I’m just impressed in general by the ‘Urdu-ised’ Hindi that the characters from the Rajput kingdom speak in general — ‘mubarak’, ‘napaak irade’, ‘fariyad’, ‘barkhast’ — given the original source, I’m told, was written in Braj Bhasha. But then again, why quibble over this, when, say, nobody cares as much for Brad Pitt’s American accent in a Trojan War film, Troy (2004) either!
So yeah, the quibble is really with the general dullness of it all. It’s unforgivable for a picture with elaborate battle scenes for the sizzle, and a period setting to transport you someplace else in time. And it’s not only the actor’s job alone to lend a majestic touch to a film so huge. The fault lies at the writer-director’s doorstep, always.
Not that he was a poor choice, to begin with. Chandraprakash Dwivedi is best known to ’90s TV viewers as the creator of Doordarshan’s Chanakya. I haven’t watched that series since, to test if it’s aged well. Dwivedi’s last film was a much more mediocre, Mohalla Assi (2015).

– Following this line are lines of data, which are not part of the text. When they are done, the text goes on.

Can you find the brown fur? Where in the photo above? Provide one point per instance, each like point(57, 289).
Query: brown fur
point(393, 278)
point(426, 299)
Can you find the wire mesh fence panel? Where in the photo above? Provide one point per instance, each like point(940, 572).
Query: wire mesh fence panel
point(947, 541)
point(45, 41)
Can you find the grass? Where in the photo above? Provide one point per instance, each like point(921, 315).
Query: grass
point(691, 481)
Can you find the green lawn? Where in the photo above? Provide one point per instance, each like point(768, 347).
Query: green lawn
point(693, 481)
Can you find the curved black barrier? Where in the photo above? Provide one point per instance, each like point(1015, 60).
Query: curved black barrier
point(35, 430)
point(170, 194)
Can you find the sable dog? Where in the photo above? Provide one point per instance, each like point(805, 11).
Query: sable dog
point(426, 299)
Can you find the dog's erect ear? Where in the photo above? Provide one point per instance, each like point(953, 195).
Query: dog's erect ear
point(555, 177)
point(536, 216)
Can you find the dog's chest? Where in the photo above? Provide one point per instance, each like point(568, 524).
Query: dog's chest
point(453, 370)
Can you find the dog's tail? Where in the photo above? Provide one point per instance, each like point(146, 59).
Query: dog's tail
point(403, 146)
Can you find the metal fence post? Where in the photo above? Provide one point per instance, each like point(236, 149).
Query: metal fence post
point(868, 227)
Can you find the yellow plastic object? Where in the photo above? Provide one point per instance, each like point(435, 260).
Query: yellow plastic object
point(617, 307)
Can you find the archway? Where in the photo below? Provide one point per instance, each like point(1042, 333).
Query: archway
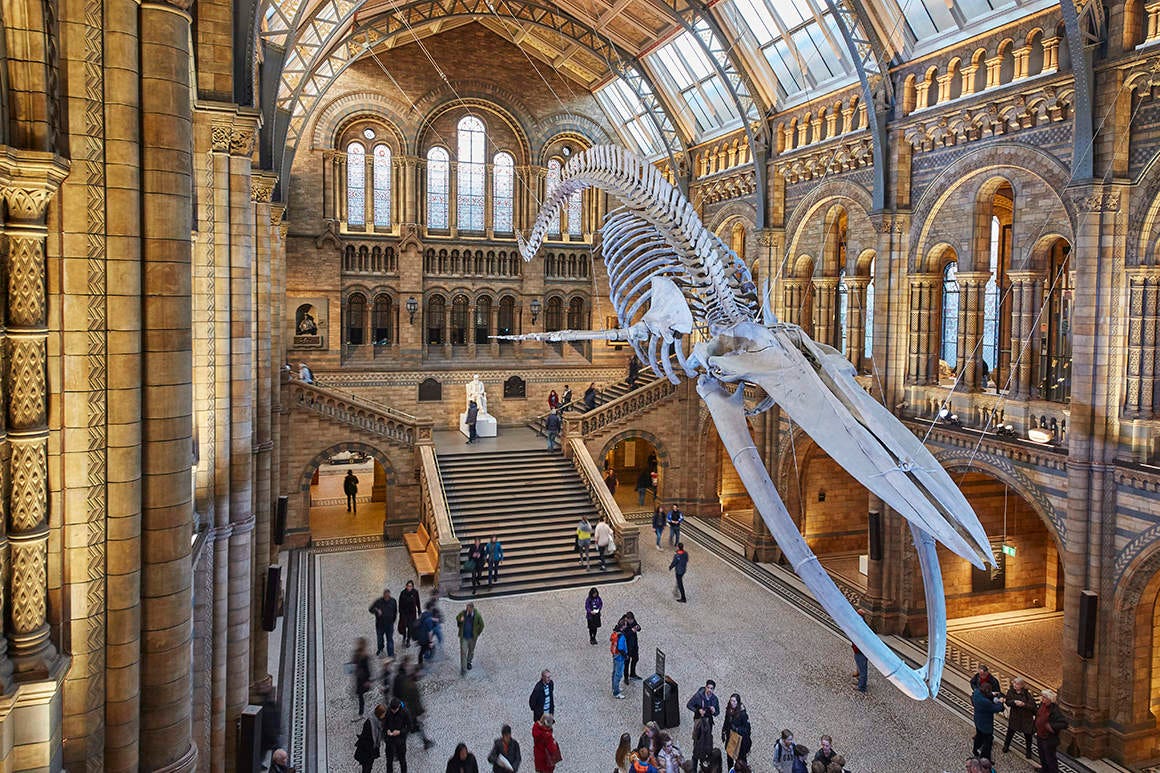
point(323, 491)
point(637, 460)
point(1009, 615)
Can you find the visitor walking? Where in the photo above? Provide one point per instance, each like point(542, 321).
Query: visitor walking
point(543, 696)
point(396, 728)
point(462, 760)
point(644, 482)
point(1049, 722)
point(471, 625)
point(620, 650)
point(604, 543)
point(737, 731)
point(505, 755)
point(669, 757)
point(659, 524)
point(552, 426)
point(360, 671)
point(704, 702)
point(475, 563)
point(589, 397)
point(702, 742)
point(385, 611)
point(863, 665)
point(1021, 717)
point(350, 489)
point(369, 739)
point(986, 705)
point(783, 752)
point(410, 607)
point(592, 608)
point(680, 564)
point(470, 420)
point(494, 558)
point(584, 541)
point(675, 518)
point(630, 628)
point(545, 751)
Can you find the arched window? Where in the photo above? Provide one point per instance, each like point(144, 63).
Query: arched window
point(577, 313)
point(950, 313)
point(842, 313)
point(868, 317)
point(506, 317)
point(382, 318)
point(459, 320)
point(575, 215)
point(502, 193)
point(553, 315)
point(356, 185)
point(991, 304)
point(439, 178)
point(553, 180)
point(382, 171)
point(470, 174)
point(356, 319)
point(483, 320)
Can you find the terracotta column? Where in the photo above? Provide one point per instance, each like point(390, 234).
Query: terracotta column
point(1027, 300)
point(167, 512)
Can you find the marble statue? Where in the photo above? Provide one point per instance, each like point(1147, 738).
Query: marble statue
point(673, 281)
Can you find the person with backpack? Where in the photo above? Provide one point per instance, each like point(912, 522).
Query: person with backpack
point(592, 608)
point(620, 650)
point(396, 727)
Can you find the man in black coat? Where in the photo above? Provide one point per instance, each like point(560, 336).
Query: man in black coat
point(385, 611)
point(543, 696)
point(505, 746)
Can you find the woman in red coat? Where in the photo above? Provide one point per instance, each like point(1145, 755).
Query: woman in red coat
point(546, 752)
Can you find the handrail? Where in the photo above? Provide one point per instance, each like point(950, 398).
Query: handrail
point(622, 407)
point(626, 533)
point(436, 517)
point(396, 426)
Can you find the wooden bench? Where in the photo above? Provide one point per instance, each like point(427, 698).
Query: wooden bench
point(417, 541)
point(426, 562)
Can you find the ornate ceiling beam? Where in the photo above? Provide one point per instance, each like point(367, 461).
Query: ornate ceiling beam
point(871, 64)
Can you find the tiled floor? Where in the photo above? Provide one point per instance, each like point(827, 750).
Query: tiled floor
point(791, 672)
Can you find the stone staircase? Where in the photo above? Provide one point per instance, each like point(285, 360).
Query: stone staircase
point(531, 499)
point(607, 395)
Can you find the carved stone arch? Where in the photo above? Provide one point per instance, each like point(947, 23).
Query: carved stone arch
point(490, 100)
point(973, 170)
point(662, 455)
point(962, 460)
point(340, 110)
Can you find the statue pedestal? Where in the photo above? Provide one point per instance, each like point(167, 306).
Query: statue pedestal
point(485, 425)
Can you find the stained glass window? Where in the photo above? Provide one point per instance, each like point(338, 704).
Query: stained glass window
point(356, 185)
point(502, 192)
point(470, 174)
point(382, 168)
point(950, 313)
point(868, 336)
point(439, 178)
point(553, 179)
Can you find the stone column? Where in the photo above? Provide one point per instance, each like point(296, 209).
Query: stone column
point(167, 512)
point(261, 192)
point(972, 291)
point(825, 331)
point(241, 423)
point(923, 316)
point(1027, 300)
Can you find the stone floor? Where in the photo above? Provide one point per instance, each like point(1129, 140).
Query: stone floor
point(790, 671)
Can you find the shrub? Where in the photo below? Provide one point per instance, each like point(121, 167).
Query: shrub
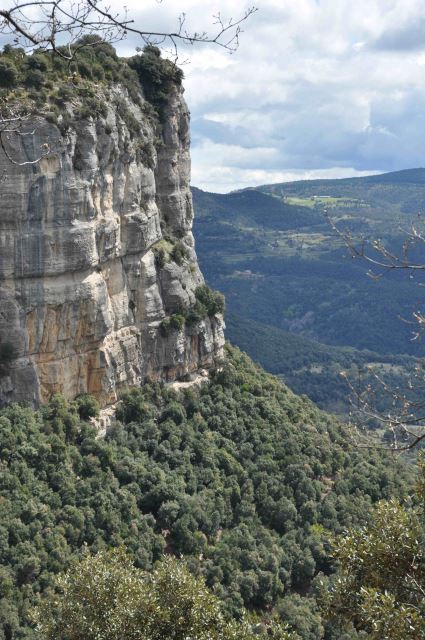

I’m sure he has a good handle on Indian history. And maybe the retelling/reinterpretation/recounting of it was the point of this pic. Only qualified historians can vet the facts from fiction here. As they must.
Thanks for the frickin’ class though.
I know no educated person who gets their history from Bollywood movies. Else, we’d be writing essays on Anarkali for an exam question on Akbar, no?